Regional expression of HOXA4 along the aorta and its potential role in human abdominal aortic aneurysms
- Equal contributors
1 Center for Molecular Medicine and Genetics, Wayne State University School of Medicine, Detroit, Michigan, USA
2 Sigfried and Janet Weis Center for Research, Geisinger Clinic, Danville, 100 North Academy Avenue, Pennsylvania 17822-2610, USA
3 Department of Pathology, Creighton University School of Medicine, Omaha, Nebraska, USA
4 Southwest National Primate Research Center, San Antonio, Texas, USA
5 Department of Genetics, Texas Biomedical Research Institute, San Antonio, Texas, USA
6 Department of Internal Medicine, Wayne State University School of Medicine, Detroit, Michigan, USA
7 Department of Pathology, Louisiana Health Sciences Center, New Orleans, Louisiana, USA
8 Office of Wayne County Medical Examiner, Detroit, Michigan, USA
9 Department of Vascular and Endovascular Surgery, Geisinger Clinic, Danville, Pennsylvania, USA
10 Department of Obstetrics and Gynecology, Wayne State University School of Medicine, Detroit, Michigan, USA
Citation and License
BMC Physiology 2011, 11:9 doi:10.1186/1472-6793-11-9Published: 31 May 2011
The infrarenal abdominal aorta exhibits increased disease susceptibility relative to other aortic regions. Allograft studies exchanging thoracic and abdominal segments showed that regional susceptibility is maintained regardless of location, suggesting substantial roles for embryological origin, tissue composition and site-specific gene expression.
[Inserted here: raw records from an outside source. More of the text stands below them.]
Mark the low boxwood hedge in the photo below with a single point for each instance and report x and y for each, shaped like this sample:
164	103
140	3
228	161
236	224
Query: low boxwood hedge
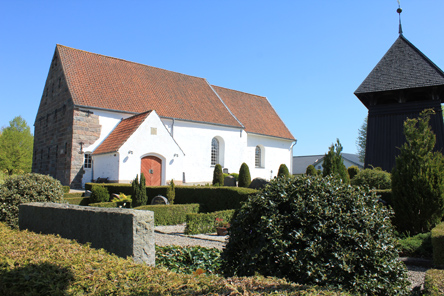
434	282
170	214
36	264
205	222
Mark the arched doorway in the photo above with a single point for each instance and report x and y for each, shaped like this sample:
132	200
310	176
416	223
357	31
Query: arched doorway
151	167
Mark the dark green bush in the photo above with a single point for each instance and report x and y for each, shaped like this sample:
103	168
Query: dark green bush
438	244
170	214
418	179
205	222
99	194
373	178
188	259
244	176
311	171
26	188
283	171
218	176
319	231
417	246
352	171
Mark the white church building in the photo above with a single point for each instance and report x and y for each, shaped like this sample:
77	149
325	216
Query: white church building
106	118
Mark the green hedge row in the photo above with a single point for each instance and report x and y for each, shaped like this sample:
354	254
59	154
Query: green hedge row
385	194
212	199
434	282
170	214
205	222
438	244
110	204
80	201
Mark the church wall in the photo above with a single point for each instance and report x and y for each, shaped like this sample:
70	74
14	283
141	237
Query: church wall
195	140
275	152
151	139
53	127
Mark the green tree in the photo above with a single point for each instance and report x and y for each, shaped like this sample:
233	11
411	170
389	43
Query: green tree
283	171
418	178
218	176
361	142
334	164
244	176
16	145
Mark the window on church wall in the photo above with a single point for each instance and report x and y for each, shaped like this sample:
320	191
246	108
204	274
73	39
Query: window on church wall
258	157
88	161
214	151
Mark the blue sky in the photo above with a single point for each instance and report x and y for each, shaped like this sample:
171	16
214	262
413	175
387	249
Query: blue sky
306	57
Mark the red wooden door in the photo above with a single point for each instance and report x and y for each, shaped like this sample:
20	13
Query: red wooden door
151	168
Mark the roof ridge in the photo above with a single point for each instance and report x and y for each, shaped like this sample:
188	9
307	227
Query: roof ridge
123	60
239	91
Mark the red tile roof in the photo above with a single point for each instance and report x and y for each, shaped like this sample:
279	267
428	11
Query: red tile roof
104	82
255	113
121	134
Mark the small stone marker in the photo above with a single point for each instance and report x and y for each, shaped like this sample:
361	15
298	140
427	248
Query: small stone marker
160	200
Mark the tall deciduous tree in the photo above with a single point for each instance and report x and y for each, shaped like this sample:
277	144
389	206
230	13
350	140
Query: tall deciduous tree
16	145
334	164
418	179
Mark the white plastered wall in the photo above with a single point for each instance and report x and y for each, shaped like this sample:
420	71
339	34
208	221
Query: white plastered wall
147	142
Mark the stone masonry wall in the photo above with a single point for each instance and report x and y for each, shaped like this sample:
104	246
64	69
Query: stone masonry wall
59	129
131	234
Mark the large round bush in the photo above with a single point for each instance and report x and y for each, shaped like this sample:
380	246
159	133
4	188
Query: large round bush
314	230
373	178
26	188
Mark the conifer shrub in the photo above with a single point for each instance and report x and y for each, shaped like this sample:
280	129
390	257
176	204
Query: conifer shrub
26	188
99	194
311	170
171	192
319	231
418	179
352	171
333	163
373	178
139	196
244	176
283	171
218	176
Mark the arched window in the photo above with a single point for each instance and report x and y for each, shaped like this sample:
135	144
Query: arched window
258	157
214	151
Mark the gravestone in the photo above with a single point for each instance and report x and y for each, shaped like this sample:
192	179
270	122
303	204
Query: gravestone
160	200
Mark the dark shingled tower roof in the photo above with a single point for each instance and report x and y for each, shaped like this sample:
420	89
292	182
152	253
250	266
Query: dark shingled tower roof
402	67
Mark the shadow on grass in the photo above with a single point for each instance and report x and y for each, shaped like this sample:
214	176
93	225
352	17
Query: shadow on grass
34	279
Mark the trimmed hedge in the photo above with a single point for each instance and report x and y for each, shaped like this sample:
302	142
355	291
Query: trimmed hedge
434	282
385	194
204	222
170	214
213	199
438	244
36	264
80	201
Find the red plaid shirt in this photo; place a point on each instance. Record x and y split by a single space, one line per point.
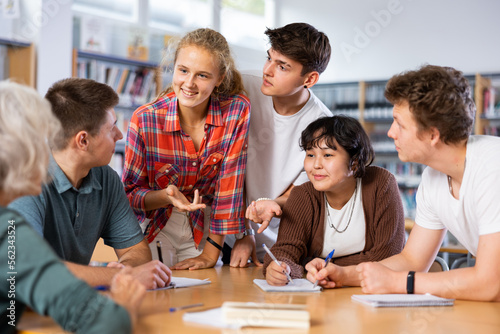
159 153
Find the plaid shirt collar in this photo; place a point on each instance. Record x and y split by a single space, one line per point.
172 122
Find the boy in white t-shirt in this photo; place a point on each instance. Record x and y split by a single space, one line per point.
433 118
282 107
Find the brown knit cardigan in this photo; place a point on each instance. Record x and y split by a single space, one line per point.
301 231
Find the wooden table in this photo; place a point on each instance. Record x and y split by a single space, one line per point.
332 311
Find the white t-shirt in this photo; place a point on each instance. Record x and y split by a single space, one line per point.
477 211
353 239
275 159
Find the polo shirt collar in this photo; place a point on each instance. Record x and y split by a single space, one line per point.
172 121
62 184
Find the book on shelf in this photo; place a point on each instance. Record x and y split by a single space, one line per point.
137 47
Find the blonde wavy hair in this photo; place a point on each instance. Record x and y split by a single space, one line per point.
216 44
27 126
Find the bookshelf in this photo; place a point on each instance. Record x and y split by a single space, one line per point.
19 63
487 98
135 82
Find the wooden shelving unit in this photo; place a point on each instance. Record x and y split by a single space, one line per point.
22 61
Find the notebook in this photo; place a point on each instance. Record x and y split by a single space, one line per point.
266 315
298 285
239 314
402 300
184 282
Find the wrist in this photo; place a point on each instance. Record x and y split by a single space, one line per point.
248 231
410 283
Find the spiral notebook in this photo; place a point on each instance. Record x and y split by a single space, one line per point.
402 300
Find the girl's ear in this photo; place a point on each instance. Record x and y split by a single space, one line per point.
354 166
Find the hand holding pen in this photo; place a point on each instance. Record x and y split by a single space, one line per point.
328 258
277 262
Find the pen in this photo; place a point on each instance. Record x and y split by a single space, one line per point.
328 258
158 248
276 261
173 309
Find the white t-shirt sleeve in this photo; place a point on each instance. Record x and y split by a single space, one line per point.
487 195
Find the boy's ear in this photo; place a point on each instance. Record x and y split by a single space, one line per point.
81 140
311 78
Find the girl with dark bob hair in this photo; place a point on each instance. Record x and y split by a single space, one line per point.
348 206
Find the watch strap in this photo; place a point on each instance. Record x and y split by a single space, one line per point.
410 283
249 231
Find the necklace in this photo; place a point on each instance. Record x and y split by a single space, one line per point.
194 126
350 215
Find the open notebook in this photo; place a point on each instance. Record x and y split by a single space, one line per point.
298 285
402 300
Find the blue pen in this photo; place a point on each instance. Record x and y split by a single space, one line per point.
276 261
328 258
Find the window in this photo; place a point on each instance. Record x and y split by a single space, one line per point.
179 16
243 22
126 10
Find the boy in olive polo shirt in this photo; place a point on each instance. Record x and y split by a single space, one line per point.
85 200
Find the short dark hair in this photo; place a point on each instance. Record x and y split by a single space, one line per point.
348 133
303 43
439 97
80 105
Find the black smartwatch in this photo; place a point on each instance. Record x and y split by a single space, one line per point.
240 236
410 283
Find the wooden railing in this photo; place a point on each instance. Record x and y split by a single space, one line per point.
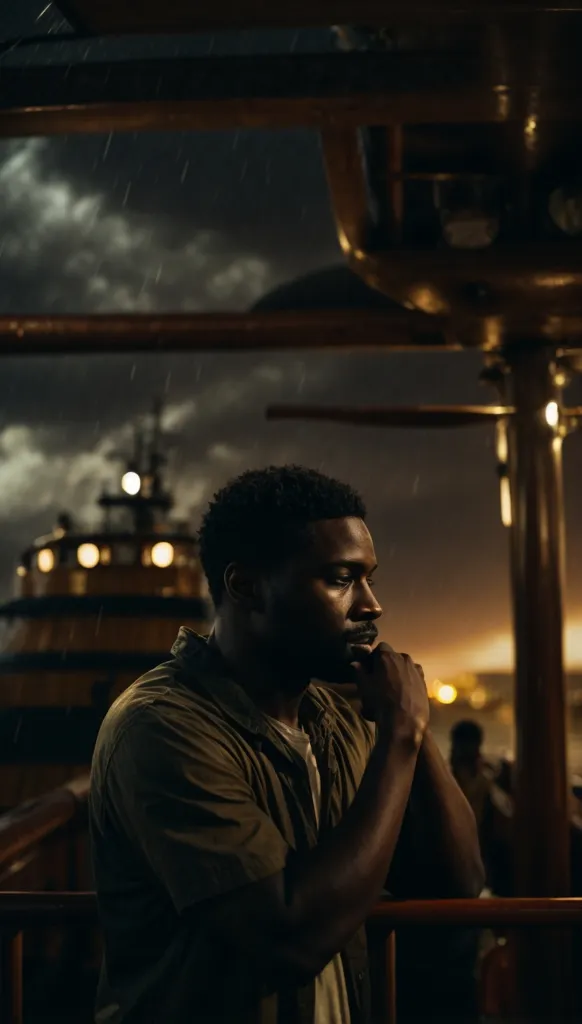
19 911
26 829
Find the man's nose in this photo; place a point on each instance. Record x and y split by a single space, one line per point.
367 604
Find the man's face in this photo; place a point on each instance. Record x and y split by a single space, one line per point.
322 603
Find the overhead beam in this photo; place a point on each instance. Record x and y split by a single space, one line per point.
155 16
278 331
300 90
398 416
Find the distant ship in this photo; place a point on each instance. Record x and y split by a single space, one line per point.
92 610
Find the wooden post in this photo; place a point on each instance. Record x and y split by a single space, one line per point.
11 979
542 827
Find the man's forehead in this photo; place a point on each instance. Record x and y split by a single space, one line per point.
345 540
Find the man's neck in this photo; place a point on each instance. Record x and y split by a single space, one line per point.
258 680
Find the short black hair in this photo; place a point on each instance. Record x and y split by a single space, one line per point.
261 518
466 731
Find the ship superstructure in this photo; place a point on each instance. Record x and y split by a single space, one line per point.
93 609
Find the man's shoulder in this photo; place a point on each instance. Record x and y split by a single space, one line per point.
156 707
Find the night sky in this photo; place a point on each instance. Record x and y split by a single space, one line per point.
212 221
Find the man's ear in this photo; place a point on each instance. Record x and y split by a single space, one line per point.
243 587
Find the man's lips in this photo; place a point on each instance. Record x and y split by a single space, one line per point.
364 642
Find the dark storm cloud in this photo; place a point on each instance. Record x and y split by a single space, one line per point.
212 221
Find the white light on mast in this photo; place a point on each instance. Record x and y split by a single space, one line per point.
131 482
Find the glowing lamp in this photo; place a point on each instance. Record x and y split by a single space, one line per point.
131 482
45 560
446 693
88 555
162 554
552 414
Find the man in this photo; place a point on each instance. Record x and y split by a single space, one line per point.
243 819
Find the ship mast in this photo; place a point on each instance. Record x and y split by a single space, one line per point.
143 499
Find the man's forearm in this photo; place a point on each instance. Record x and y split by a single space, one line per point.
335 886
443 829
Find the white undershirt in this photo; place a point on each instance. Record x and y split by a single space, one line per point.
332 1006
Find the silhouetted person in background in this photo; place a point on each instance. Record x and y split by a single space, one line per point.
492 806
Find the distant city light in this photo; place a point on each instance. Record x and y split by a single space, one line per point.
88 555
446 693
552 414
131 482
45 560
505 499
477 698
162 554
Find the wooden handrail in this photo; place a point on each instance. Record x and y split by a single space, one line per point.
24 909
26 825
19 910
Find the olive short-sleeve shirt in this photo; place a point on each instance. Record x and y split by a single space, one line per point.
193 796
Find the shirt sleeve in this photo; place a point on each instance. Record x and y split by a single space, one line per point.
183 800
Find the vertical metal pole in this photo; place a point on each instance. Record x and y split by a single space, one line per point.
390 977
542 828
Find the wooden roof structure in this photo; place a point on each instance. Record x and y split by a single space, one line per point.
167 16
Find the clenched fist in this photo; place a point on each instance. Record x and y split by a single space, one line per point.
392 690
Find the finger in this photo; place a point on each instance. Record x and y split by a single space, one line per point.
386 647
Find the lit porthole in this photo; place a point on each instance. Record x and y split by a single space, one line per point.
88 555
162 554
45 560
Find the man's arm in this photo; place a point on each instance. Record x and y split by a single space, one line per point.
439 854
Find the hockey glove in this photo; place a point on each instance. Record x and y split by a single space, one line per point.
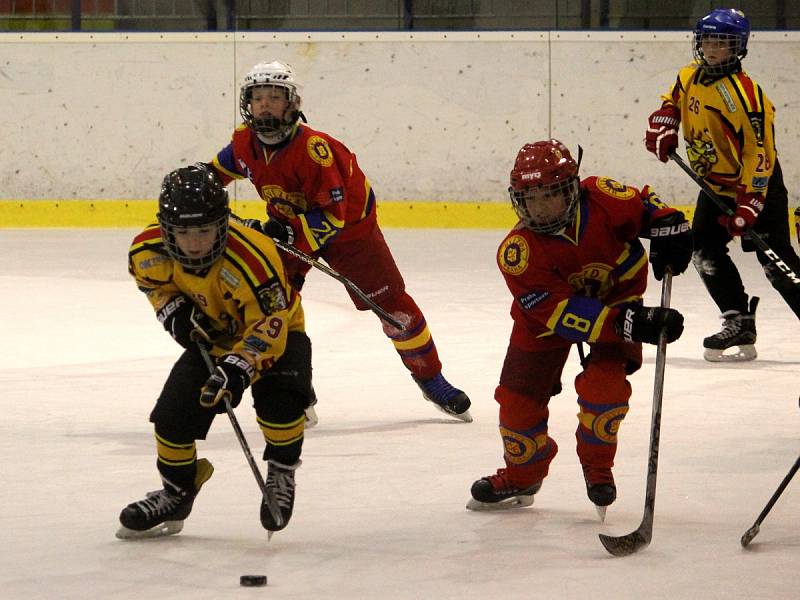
231 377
184 321
748 207
272 228
661 136
670 244
637 323
278 231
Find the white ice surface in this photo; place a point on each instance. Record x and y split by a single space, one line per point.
381 493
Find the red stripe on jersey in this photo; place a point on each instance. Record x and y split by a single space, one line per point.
253 262
147 235
746 85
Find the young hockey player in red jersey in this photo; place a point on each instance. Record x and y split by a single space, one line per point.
728 126
216 282
319 200
577 271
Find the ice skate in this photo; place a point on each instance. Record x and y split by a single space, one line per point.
448 399
163 511
310 412
496 492
600 488
736 341
280 481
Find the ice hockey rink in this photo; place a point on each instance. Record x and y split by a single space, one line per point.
380 508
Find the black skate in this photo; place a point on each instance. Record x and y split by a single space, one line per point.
496 492
738 334
445 397
280 482
163 511
310 412
600 488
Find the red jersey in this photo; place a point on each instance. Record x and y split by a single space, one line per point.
311 182
567 287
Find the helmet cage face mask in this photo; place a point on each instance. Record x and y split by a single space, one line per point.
728 29
195 263
533 205
270 129
193 198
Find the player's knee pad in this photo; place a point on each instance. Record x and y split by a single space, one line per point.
536 375
290 373
603 381
281 419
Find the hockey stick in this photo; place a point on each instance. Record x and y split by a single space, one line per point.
309 260
639 539
759 241
267 494
289 249
753 531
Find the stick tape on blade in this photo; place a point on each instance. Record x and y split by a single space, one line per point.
253 580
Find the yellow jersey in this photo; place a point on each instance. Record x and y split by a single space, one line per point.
244 293
728 128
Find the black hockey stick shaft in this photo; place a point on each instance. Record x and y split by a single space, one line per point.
269 497
759 241
640 538
753 531
289 249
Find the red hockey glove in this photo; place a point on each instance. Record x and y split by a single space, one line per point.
661 136
748 207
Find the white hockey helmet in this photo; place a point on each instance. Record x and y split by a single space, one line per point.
275 74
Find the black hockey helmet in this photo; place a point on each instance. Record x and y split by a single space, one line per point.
193 197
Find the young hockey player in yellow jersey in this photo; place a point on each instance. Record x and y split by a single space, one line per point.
728 127
218 283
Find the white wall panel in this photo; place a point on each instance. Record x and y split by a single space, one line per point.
431 116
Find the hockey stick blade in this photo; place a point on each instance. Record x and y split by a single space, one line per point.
626 545
749 535
760 242
753 531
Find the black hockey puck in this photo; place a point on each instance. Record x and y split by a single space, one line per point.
253 580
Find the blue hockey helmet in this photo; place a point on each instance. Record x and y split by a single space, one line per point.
731 30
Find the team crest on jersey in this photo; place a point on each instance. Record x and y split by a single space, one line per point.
514 255
615 188
272 298
726 96
152 262
245 169
319 151
519 449
702 156
593 281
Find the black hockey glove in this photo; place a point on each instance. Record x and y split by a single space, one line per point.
184 321
231 377
637 323
670 244
278 231
272 228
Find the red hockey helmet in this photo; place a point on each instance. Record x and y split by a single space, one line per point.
544 186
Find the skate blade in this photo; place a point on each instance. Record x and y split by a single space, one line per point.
509 504
601 512
161 530
465 416
311 417
740 354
We analyzed gene expression with microarrays in baboon aortas, and found that members of the HOX gene family exhibited spatial expression differences. HOXA4 was chosen for further study, since it had decreased expression in the abdominal compared to the thoracic aorta. Western blot analysis from 24 human aortas demonstrated significantly higher HOXA4 protein levels in thoracic compared to abdominal tissues (P < 0.001). Immunohistochemical staining for HOXA4 showed nuclear and perinuclear staining in endothelial and smooth muscle cells in aorta. The HOXA4 transcript levels were significantly decreased in human abdominal aortic aneurysms (AAAs) compared to age-matched non-aneurysmal controls (P < 0.00004). Cultured human aortic endothelial and smooth muscle cells stimulated with INF-γ (an important inflammatory cytokine in AAA pathogenesis) showed decreased levels of HOXA4 protein (P < 0.0007).
Our results demonstrated spatial variation in expression of HOXA4 in human aortas that persisted into adulthood and that downregulation of HOXA4 expression was associated with AAAs, an important aortic disease of the ageing population.